Datalog-Expressibility for Monadic and Guarded Second-Order Logic
Manuel Bodirsky, Simon Knäuer, Sebastian Rudolph
TL;DR
This work systematically develops a game-theoretic and CSP-based framework to understand when MSO and GSO sentences over finite structures are expressible in Datalog. By introducing an existential $$(\ell,k)$$-pebble game and leveraging CSP theory for countably and \omega-categorical structures, the authors show that homomorphism-closed MSO/GSO classes decompose into finite unions of CSPs and possess canonical Datalog programs of fixed width. They further analyze the expressive boundaries among Datalog, MSO, and GSO via nested and guarded query formalisms, proving separations and limitations (e.g., that some MSO∩Datalog problems are not capturable by nested guarded queries). The results generalize known correspondences between CSPs and logical formalisms, extend them to guarded second-order contexts, and provide structural insight into the complexity and decidability landscape of query entailment and containment. Overall, the paper advances the synthesis of logic, CSPs, and Datalog, with potential impact on static analysis and database theory for infinite-domain CSPs.
Abstract
We characterise the sentences in Monadic Second-order Logic (MSO) that are over finite structures equivalent to a Datalog program, in terms of an existential pebble game.
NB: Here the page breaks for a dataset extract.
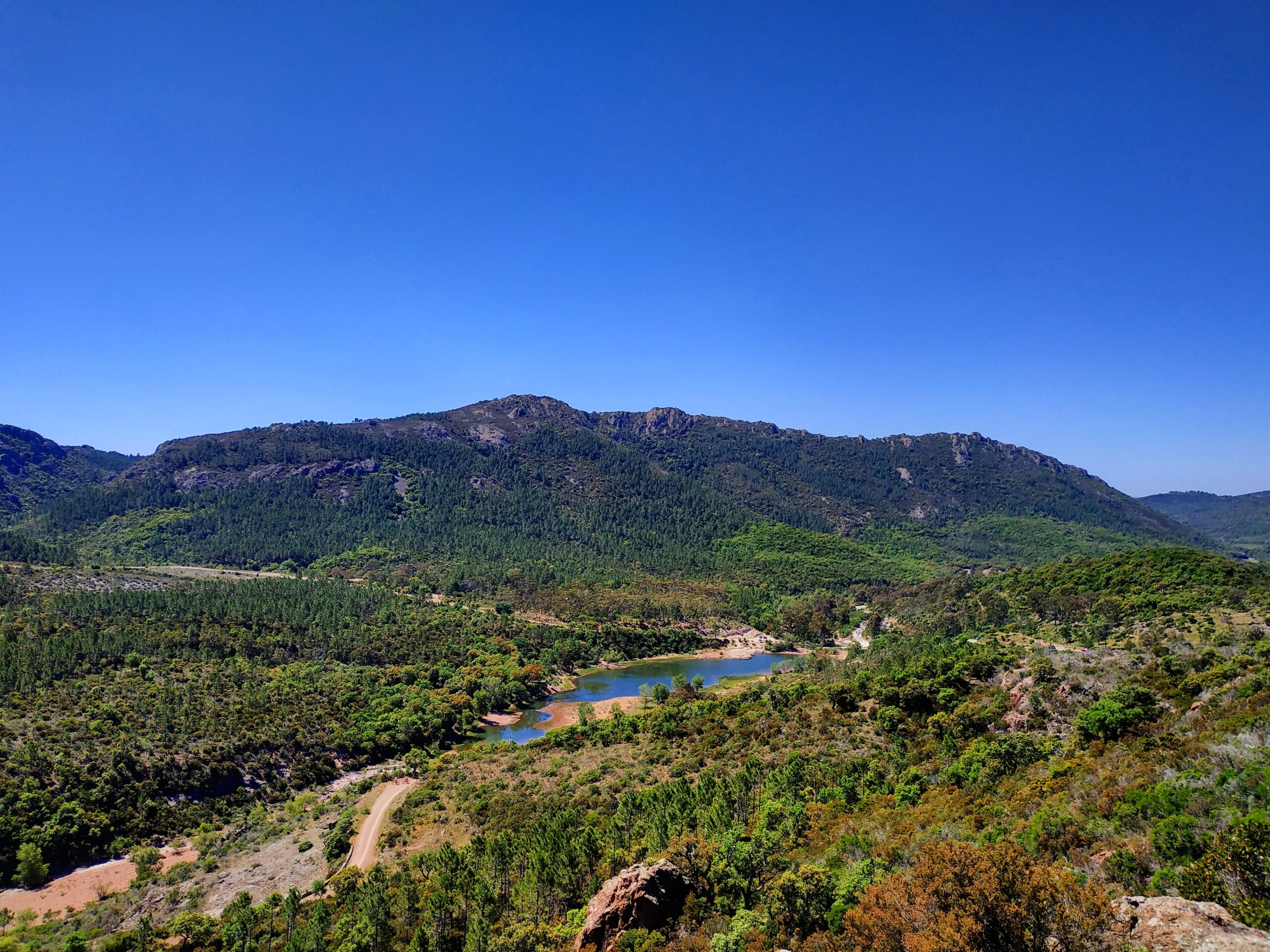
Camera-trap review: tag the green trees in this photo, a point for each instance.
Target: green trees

We also show that for every class C of finite structures that can be expressed in MSO and is closed under homomorphisms, and for all integers l,k, there exists a canonical Datalog program Pi of width (l,k) in the sense of Feder and Verdi. The same characterisations also hold for Guarded Second-order Logic (GSO), which properly extends MSO. To prove our results, we show that every class C in GSO whose complement is closed under homomorphisms is a finite union of constraint satisfaction problems (CSPs) of countably categorical structures. The intersection of MSO and Datalog is known to contain the class of nested monadically defined queries (Nemodeq); likewise, we show that the intersection of GSO and Datalog contains all problems that can be expressed by the more expressive language of nested guarded queries. Yet, by exploiting our results, we can show that neither of the two query languages can serve as a characterization, as we exhibit a query in the intersection of MSO and Datalog that is not expressible in nested guarded queries.